Women’s bodies have changed in proportion since the turn of the last century and while modern fashion has increased bust sizes in bra manufacture it hasn’t really looked at the female form in whole. Women are taller, more athletic and don’t wear girdles. Modern shape-wear emphasises parts and proportions that would have been considered immodest when the surveys were first taken. While shape-wear is coming back into popular use (who doesn’t own a pair of Spanx or equivalent?) it’s not sort of article that screams of seduction.
- Scaling patterns from one body type does not address the issues of HOW things should fit in plus size.
Low rise panties look great on a size 6 young model but if you are a size 22-24 and have had children then you know the first thing that happens when you sit down is that the damned things roll down your hips and you are forever having to pull them back up lest they fall off and are found round your knees in public. That is neither sexy nor confidence building.
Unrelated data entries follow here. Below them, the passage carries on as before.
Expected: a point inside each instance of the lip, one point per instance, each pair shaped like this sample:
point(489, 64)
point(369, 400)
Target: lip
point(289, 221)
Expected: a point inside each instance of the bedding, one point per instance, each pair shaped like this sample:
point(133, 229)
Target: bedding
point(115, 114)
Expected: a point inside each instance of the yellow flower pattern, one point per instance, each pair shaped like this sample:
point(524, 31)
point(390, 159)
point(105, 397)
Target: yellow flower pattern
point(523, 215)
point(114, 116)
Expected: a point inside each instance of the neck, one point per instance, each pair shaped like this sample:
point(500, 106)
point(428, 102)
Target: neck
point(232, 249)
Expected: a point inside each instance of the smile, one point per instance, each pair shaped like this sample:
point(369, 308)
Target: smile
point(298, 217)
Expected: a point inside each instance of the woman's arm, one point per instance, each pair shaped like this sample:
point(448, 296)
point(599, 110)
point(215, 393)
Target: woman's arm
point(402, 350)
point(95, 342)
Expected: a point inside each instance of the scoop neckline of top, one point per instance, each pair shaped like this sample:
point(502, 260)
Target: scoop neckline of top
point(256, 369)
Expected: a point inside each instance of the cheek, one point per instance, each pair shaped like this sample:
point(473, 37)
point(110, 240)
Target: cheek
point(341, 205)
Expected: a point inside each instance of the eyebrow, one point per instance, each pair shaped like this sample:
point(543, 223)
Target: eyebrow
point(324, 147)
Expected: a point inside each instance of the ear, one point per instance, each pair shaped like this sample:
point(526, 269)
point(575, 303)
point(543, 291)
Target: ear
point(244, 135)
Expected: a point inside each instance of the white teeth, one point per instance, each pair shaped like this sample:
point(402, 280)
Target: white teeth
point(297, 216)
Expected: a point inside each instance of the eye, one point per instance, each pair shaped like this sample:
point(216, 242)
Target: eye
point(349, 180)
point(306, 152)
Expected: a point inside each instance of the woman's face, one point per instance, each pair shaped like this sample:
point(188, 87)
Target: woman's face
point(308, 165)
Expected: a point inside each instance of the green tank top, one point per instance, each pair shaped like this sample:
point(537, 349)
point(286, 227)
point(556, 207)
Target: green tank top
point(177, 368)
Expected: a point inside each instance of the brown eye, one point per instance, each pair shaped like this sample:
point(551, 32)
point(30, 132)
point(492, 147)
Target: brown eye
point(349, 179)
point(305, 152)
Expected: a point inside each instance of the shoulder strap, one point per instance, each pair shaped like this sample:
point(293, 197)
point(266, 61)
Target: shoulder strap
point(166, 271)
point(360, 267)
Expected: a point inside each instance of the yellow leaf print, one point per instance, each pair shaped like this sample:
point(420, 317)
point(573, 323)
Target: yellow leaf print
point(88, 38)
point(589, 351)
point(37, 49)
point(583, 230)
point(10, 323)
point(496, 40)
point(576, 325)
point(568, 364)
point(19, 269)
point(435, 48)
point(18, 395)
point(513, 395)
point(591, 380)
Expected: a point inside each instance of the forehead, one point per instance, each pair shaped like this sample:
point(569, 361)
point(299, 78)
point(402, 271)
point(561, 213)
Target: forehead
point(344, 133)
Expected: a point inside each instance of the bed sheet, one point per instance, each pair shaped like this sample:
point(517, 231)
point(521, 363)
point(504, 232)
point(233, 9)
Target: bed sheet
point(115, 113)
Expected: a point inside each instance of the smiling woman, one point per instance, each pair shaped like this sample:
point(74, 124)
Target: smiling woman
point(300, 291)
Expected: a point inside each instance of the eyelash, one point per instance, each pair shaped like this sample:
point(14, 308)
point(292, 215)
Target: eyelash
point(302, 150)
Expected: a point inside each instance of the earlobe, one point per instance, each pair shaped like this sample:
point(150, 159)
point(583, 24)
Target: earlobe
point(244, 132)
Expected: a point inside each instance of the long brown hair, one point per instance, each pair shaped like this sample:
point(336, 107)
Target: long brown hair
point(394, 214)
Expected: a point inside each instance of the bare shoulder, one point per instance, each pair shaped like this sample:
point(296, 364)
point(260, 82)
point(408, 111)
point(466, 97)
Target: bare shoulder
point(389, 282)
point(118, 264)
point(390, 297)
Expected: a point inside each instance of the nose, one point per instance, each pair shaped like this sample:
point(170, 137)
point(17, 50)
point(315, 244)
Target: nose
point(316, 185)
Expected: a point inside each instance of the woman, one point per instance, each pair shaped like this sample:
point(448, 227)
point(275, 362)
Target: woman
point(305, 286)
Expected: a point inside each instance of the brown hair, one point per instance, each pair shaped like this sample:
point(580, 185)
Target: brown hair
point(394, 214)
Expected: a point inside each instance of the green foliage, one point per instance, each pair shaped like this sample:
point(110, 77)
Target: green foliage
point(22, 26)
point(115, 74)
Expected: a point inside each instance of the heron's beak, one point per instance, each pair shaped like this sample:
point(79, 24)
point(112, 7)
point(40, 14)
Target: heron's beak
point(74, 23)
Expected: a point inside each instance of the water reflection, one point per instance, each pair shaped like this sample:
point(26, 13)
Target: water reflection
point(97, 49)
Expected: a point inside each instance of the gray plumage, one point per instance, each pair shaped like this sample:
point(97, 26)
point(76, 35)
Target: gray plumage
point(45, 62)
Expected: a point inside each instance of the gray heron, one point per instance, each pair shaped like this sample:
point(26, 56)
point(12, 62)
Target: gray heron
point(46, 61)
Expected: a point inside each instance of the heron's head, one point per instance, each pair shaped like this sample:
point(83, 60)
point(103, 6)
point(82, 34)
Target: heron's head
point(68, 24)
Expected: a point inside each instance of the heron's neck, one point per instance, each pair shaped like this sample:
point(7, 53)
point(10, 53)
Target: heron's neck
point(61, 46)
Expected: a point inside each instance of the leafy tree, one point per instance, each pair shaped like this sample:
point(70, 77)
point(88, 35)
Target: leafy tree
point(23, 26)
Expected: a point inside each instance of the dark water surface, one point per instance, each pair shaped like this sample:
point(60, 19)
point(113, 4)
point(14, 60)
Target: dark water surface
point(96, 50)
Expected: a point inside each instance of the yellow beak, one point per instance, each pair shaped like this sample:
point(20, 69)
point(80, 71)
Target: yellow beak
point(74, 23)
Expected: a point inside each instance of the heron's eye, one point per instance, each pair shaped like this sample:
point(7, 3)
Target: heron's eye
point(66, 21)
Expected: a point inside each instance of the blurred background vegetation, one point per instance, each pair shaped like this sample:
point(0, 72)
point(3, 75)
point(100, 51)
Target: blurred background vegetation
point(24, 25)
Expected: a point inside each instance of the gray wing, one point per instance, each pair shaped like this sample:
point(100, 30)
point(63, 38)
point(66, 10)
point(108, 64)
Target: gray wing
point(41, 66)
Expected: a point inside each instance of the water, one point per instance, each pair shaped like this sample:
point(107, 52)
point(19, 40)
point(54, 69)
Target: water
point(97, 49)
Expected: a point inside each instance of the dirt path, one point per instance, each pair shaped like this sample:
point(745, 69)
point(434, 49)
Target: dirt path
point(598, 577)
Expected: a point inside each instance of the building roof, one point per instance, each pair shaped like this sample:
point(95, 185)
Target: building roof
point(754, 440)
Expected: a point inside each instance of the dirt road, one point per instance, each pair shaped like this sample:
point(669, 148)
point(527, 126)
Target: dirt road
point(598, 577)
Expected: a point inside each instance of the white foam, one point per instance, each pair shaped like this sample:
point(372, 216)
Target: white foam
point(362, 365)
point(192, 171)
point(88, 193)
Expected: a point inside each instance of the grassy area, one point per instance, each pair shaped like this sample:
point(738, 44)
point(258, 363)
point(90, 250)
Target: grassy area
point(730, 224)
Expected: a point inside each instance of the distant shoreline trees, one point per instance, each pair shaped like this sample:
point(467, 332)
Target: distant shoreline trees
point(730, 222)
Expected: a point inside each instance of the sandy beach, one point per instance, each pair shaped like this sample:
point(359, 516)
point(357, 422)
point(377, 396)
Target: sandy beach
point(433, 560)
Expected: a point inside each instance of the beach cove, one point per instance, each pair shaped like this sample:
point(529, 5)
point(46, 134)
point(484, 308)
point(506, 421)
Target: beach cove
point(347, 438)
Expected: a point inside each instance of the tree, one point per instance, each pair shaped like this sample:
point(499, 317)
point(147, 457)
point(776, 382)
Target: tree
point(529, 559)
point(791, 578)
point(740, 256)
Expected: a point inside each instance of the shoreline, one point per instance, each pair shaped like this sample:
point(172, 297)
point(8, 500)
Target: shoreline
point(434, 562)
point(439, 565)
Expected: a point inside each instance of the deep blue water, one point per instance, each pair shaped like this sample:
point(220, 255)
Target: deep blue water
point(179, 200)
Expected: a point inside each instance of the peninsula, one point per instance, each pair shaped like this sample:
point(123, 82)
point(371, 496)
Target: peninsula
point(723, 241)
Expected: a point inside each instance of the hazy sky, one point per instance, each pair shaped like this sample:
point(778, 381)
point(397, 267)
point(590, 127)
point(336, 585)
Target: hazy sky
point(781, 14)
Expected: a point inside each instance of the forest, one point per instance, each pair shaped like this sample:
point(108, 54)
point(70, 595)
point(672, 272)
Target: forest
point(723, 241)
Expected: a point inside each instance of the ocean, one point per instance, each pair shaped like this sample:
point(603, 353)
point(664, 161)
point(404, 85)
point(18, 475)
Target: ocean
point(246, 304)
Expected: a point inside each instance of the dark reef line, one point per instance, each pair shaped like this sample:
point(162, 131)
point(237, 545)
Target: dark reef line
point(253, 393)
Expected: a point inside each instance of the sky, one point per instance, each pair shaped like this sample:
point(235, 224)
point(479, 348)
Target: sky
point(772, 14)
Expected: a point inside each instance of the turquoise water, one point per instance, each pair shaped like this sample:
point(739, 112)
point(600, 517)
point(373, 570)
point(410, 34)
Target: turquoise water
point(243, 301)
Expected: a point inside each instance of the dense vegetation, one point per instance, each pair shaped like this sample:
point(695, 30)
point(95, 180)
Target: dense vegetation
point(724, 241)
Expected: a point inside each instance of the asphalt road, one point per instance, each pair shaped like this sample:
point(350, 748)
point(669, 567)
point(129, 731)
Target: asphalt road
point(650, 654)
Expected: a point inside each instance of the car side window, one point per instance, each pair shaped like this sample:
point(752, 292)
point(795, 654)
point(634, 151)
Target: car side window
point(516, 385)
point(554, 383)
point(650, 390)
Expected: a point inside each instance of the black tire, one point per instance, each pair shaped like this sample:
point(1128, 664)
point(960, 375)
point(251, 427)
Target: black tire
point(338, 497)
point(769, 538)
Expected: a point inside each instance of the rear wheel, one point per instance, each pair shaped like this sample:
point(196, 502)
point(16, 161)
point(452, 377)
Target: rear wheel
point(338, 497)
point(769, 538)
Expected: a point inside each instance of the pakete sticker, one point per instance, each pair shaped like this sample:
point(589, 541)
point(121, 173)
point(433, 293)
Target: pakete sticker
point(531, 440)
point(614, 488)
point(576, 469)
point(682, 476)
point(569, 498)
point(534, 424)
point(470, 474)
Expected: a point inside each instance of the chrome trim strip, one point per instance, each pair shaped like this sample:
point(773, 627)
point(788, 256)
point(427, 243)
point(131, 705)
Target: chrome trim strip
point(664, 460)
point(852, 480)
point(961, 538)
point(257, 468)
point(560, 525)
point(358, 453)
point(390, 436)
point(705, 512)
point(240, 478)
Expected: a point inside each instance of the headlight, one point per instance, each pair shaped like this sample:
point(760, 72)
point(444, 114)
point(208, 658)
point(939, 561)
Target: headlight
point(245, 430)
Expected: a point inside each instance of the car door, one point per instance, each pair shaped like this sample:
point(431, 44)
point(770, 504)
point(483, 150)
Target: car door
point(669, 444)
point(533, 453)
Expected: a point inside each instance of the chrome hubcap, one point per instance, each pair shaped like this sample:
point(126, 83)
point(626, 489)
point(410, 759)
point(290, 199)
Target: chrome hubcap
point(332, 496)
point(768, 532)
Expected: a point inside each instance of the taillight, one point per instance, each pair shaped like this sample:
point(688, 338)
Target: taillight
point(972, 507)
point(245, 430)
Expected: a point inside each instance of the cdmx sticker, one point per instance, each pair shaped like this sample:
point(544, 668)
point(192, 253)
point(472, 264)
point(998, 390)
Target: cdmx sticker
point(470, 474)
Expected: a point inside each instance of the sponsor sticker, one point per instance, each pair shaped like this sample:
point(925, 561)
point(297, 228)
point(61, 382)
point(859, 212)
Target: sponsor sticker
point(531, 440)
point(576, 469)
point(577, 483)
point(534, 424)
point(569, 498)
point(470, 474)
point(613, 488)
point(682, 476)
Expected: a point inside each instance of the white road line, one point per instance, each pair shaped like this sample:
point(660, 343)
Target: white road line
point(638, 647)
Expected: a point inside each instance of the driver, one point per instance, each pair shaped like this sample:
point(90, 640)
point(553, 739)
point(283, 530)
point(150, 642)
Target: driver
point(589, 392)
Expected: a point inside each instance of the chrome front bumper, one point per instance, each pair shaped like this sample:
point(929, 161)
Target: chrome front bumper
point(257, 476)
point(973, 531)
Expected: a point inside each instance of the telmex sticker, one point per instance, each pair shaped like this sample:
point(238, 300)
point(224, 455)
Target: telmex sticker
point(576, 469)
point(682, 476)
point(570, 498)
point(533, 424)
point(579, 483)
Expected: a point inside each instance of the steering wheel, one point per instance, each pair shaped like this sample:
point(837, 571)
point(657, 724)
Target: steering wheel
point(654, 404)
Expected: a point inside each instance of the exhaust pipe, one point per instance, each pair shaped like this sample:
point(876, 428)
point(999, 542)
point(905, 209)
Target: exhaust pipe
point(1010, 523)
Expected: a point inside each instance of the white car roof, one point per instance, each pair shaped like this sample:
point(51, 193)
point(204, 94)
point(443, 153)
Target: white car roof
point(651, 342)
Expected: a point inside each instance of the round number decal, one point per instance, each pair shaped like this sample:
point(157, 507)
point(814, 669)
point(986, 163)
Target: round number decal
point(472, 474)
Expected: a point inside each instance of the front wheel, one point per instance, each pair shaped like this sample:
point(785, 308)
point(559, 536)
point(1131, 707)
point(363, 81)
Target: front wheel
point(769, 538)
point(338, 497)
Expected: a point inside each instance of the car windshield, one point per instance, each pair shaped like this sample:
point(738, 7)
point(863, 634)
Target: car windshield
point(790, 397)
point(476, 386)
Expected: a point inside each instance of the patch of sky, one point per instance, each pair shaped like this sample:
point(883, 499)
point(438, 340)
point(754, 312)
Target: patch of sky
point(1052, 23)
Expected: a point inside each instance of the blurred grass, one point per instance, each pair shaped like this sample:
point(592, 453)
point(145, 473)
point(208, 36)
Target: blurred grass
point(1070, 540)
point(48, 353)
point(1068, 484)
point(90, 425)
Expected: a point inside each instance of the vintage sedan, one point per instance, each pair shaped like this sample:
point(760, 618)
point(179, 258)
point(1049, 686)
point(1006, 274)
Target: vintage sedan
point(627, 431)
We need to face facts that larger sizes require different designs to work!
- There is no such thing as standard sizing across the high street.
Every clothing company has its own size charts and while they often agree within 2cm on the smaller sizes 0 – 16, once you move into 18+ it becomes clear that a particular size is actually more like a range rather than a set measurement. So finding your size can be hit or miss. Then the measurements on the size chart MAY NOT and usually doesn’t match the size of item that you ACTAULLY WEAR.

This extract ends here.